We investigated whether florescent signals appear in the liver of the fish by the end of the experiment due to substances, and whether there are differences in estrogenicity of the two substances. Results were evaluated on the basis of fluorescent images and integrated density values. In the case of alpha-ZOL, at the highest test concentration, all the individuals died.

So in this case the fluorescent signal could not be examined. At lower concentrations, a strong fluorescent signal can be observed in the embryo's liver. With no significant difference in the strength of fluorescent signal and size of illuminated areas.

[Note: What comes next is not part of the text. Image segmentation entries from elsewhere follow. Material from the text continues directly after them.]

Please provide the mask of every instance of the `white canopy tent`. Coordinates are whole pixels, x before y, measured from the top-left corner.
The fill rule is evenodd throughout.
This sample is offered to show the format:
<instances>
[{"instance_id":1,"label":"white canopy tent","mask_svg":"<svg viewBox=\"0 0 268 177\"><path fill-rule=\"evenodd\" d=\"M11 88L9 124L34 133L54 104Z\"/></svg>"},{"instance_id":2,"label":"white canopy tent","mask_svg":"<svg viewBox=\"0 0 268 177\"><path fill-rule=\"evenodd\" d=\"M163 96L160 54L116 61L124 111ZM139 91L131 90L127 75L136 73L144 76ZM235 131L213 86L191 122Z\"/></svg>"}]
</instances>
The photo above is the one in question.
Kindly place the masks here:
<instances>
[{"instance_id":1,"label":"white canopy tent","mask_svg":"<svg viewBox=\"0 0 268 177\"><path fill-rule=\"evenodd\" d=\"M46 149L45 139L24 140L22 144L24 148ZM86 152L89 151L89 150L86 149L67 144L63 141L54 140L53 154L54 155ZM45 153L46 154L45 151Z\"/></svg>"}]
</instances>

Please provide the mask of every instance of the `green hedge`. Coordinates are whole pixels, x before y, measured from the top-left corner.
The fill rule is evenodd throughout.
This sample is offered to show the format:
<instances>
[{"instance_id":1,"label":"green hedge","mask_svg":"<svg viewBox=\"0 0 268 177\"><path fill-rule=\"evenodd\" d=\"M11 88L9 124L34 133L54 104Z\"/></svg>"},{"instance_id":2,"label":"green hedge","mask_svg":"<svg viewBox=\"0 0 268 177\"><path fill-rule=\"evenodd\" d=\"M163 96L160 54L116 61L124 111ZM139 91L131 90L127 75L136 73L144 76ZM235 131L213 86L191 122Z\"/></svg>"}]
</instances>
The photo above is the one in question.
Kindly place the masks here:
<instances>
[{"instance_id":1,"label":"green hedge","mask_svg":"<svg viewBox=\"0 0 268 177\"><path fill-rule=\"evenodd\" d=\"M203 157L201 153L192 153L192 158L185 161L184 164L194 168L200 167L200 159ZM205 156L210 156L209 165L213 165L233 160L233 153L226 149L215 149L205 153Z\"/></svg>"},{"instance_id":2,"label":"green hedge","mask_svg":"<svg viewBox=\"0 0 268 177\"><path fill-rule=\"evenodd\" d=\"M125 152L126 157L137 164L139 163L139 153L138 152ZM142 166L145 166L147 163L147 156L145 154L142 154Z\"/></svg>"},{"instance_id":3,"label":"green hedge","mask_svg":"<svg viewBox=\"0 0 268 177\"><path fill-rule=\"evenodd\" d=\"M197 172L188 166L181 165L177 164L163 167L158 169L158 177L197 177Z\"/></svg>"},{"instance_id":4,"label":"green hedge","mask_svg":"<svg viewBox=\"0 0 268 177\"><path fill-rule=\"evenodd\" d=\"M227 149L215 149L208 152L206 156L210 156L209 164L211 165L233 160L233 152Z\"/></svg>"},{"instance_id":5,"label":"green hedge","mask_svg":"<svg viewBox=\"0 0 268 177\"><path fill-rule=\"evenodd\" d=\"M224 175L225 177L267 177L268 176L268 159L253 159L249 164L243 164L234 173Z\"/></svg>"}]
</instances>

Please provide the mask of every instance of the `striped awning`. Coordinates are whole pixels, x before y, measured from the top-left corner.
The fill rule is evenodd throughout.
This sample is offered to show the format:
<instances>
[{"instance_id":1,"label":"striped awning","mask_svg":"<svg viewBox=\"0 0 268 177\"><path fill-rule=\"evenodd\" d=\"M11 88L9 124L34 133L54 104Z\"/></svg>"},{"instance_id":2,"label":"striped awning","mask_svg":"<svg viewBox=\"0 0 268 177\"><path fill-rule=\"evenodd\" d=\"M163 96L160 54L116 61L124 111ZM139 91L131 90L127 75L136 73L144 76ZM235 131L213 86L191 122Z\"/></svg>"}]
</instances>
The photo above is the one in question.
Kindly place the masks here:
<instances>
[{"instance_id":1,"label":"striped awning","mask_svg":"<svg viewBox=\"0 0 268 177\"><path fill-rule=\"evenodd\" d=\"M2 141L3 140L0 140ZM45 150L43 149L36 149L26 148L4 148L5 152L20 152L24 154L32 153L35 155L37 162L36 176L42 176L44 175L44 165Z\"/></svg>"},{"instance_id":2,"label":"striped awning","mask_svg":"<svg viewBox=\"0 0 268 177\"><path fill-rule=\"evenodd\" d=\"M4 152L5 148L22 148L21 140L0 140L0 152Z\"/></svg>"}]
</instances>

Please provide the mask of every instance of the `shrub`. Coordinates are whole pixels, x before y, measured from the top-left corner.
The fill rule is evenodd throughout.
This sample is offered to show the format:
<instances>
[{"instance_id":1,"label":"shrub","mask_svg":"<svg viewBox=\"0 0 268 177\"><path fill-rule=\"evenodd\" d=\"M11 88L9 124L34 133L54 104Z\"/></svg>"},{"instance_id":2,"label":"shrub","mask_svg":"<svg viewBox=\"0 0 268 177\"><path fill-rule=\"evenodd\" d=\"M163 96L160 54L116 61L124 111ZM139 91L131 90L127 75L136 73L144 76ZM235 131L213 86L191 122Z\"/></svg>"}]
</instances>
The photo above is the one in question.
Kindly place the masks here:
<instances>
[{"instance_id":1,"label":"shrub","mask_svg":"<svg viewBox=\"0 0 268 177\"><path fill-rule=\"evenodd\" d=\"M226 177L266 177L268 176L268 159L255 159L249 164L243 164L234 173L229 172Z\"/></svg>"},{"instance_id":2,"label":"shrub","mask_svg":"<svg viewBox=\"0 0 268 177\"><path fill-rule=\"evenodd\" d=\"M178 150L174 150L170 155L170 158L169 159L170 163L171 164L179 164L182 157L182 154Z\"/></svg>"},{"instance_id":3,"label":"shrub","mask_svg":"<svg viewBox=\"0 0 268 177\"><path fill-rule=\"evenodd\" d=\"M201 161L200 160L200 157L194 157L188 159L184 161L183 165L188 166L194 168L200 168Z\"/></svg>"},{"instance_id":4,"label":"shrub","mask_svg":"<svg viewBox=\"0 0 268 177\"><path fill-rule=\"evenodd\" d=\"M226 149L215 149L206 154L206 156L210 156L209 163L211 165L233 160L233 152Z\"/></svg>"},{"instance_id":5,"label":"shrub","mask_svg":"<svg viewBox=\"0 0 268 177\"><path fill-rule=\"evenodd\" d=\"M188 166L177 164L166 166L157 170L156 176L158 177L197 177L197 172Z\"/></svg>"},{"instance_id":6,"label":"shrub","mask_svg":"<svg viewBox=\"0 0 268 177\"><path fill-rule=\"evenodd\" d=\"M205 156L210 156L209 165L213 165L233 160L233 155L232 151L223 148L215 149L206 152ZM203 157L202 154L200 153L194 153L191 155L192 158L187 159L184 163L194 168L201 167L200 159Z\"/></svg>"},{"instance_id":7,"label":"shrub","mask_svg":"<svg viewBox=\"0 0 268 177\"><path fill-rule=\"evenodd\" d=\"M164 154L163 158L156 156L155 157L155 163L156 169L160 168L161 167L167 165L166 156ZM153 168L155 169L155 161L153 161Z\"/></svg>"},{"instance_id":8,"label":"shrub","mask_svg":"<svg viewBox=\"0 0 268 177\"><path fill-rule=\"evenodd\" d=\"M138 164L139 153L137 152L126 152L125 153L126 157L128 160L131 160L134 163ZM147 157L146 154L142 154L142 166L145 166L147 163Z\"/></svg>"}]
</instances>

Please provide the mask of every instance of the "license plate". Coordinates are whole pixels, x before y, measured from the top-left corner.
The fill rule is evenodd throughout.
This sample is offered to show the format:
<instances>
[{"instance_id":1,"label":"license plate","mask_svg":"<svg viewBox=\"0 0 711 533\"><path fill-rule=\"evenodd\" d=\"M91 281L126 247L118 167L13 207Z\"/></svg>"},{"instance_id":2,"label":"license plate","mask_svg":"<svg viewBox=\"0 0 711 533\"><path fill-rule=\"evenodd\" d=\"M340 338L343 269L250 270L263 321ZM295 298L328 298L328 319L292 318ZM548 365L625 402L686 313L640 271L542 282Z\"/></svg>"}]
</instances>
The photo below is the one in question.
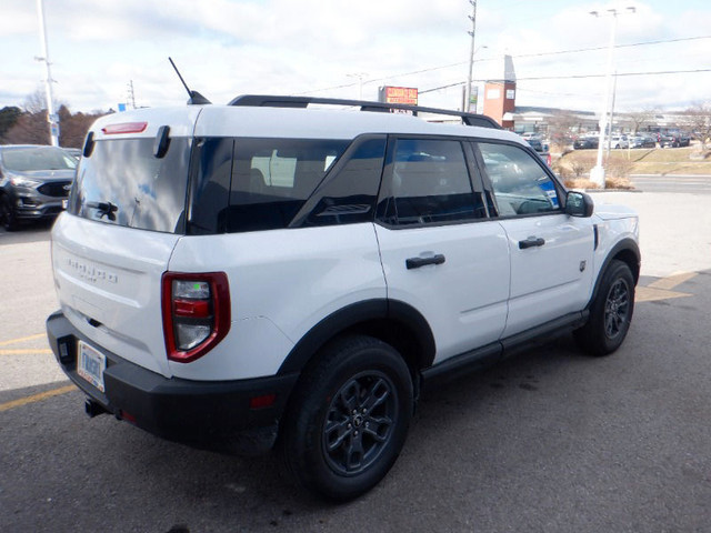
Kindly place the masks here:
<instances>
[{"instance_id":1,"label":"license plate","mask_svg":"<svg viewBox=\"0 0 711 533\"><path fill-rule=\"evenodd\" d=\"M77 373L101 392L106 392L103 371L107 370L107 356L82 341L79 341L78 351Z\"/></svg>"}]
</instances>

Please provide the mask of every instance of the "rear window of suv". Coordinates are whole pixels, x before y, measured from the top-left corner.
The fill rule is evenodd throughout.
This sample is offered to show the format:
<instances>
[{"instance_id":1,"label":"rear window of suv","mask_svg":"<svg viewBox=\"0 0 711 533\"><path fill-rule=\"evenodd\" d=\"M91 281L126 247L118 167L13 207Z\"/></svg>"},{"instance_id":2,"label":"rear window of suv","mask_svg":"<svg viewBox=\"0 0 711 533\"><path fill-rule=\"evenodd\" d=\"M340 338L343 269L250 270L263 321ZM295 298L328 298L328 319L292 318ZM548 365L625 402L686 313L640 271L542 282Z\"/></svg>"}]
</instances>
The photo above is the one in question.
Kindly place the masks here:
<instances>
[{"instance_id":1,"label":"rear window of suv","mask_svg":"<svg viewBox=\"0 0 711 533\"><path fill-rule=\"evenodd\" d=\"M288 228L349 143L278 138L199 140L188 233Z\"/></svg>"},{"instance_id":2,"label":"rear window of suv","mask_svg":"<svg viewBox=\"0 0 711 533\"><path fill-rule=\"evenodd\" d=\"M153 139L97 141L82 158L68 211L98 222L181 233L191 141L172 138L163 158Z\"/></svg>"}]
</instances>

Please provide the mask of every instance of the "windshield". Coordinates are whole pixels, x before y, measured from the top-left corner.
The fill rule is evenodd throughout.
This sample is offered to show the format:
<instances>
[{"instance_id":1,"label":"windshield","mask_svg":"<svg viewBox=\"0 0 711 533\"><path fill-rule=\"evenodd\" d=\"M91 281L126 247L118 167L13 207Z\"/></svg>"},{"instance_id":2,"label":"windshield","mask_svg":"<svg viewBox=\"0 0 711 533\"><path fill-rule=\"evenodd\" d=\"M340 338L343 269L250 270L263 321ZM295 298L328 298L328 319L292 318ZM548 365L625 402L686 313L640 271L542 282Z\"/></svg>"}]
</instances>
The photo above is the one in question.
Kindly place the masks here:
<instances>
[{"instance_id":1,"label":"windshield","mask_svg":"<svg viewBox=\"0 0 711 533\"><path fill-rule=\"evenodd\" d=\"M74 170L77 160L59 148L13 148L2 151L4 168L14 172Z\"/></svg>"},{"instance_id":2,"label":"windshield","mask_svg":"<svg viewBox=\"0 0 711 533\"><path fill-rule=\"evenodd\" d=\"M81 159L68 211L109 224L182 232L190 147L189 139L173 138L158 159L153 139L97 141Z\"/></svg>"}]
</instances>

There was also no significant difference between the integrated density values and the treatments. There was no mortality during the treatment with beta-ZOL. The substance induced transgene activity in all treatment concentrations.

The increase of fluorescent signal intensity, and the size of the illuminated area can be observed in the fluorescence images as the concentration increases. By examining the integrated values of beta-ZOL, this change can also be discovered. The average integrated density value almost doubles between the lowest and the highest treatment concentrations.

However, in the case of beta-ZOL, we did not find significant difference between the integrated density values of individual concentrations. By examining the integrated density values obtained from the same treatment concentrations of the two substances, it can be said that alpha-ZOL gave higher integrated density averages in each case relative to beta-ZOL, which is consistent with the differences between signal strength observed in fluorescent images. This differences with significant at all concentrations.

The use of bioindicators for estrogen effects has been spreading in toxicological studies. Several transgenic lines showing estrogen effects have also been produced from zebrafish, of which vtg:1mCherry was used in our studies. The method described here illustrates a possible protocol for the testing of embryos of this line, in order to allow in vivo detection of estrogen activity in case of pure agents.

It is important to mention that in the case of embryos, the expression of the transgene, similarly to the production of endogenous vitellogenin, shows a large dispersion, and differences in individual sensitivity should be taken into account when designing experiments. An important aspect in determining treatment concentrations is that cells of embryos, including liver cells, can be damaged by higher concentrations of highly toxic substances, which can lead to a decline in vitellogenin induction. Therefore tests should be performed at concentrations below L-C 10.

This protocol can be altered in many points according to the planned test endpoints, and to the samples which are going to be tested. It can be completed with other test methods, for example molecular methods. Thus, we hope that the use of the vtg:1mCherry line will appear as a model of estrogenicity tests and may also may be a model for standardized testing methods.